Components of a mirror structure that can be rotated very precisely by flexing parts made of "bulk metallic glass."
Image Credit: NASA/JPL-Caltech
Researchers at NASA's Jet Propulsion Laboratory (JPL), the California Institute of Technology, and Brigham Young University have developed a new technique for producing complex compliant mechanisms, by combining innovative manufacturing methods and materials.
Compliant mechanisms are found in surgical instruments, springs, paperclips, and micro-devices. Such devices can move easily because they are flexible, but when strained they do not deform permanently (plastic deformation). This kind of mechanical motion is important for creating different types of movable structures, such as antennas and mirrors for spacecraft.
The scientists showed that bulk metallic glasses have the preferred characteristics required for these mechanisms.

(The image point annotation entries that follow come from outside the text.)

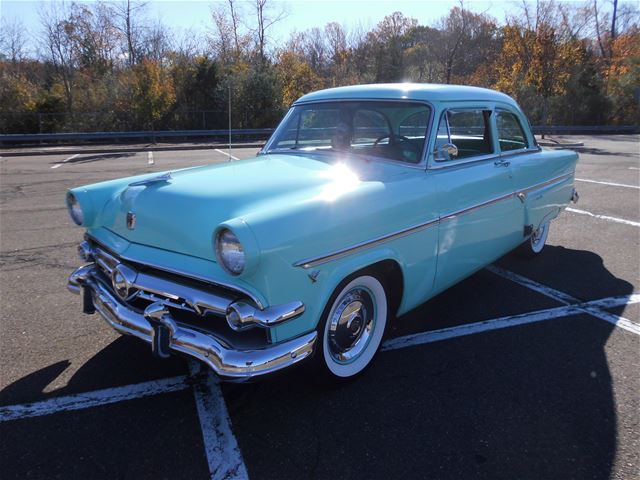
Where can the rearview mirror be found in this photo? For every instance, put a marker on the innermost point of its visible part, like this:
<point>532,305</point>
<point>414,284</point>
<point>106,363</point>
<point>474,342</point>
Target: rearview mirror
<point>448,151</point>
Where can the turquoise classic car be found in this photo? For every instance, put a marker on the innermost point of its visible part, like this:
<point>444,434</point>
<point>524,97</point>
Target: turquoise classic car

The metals can be easily molded like plastics in a cost-effective way, and can be used in applications where both durability and flexibility are important, explained Douglas Hofmann, principal investigator of the study at JPL.
According to Larry Howell, co-author of the study, titanium alloys are generally utilized in compliant mechanisms, but working with such alloys is often difficult. In contrast, bulk metallic glasses have increased strength, low melting temperatures, and excellent flexibility. This means complex shapes, such as artificial limbs and robot bearings, can be easily developed without affecting their performance.
The researchers demonstrated the supremacy of bulk metallic glasses in these applications by modeling the performance of a variety of compliant mechanisms. In order to validate the model, the researchers used a bistable spring, which is capable of locking in two different positions. Metallic glass, as well as titanium, was used to make this spring, which was later mechanically tested.
Using the latest injection-molding technology, the scientists developed over 30 similar models of the new mechanism to demonstrate the benefits of the metallic glass components.
The applications of these mechanisms in space will not only help in improving the accuracy of instruments, but will reduce their weight. Such mechanisms could even be used for storing elastic energy to deploy components in space without using motors. Other potential applications include medical implants, sporting goods, consumer devices and cars.
The study has been published in the journal Advanced Engineering Materials.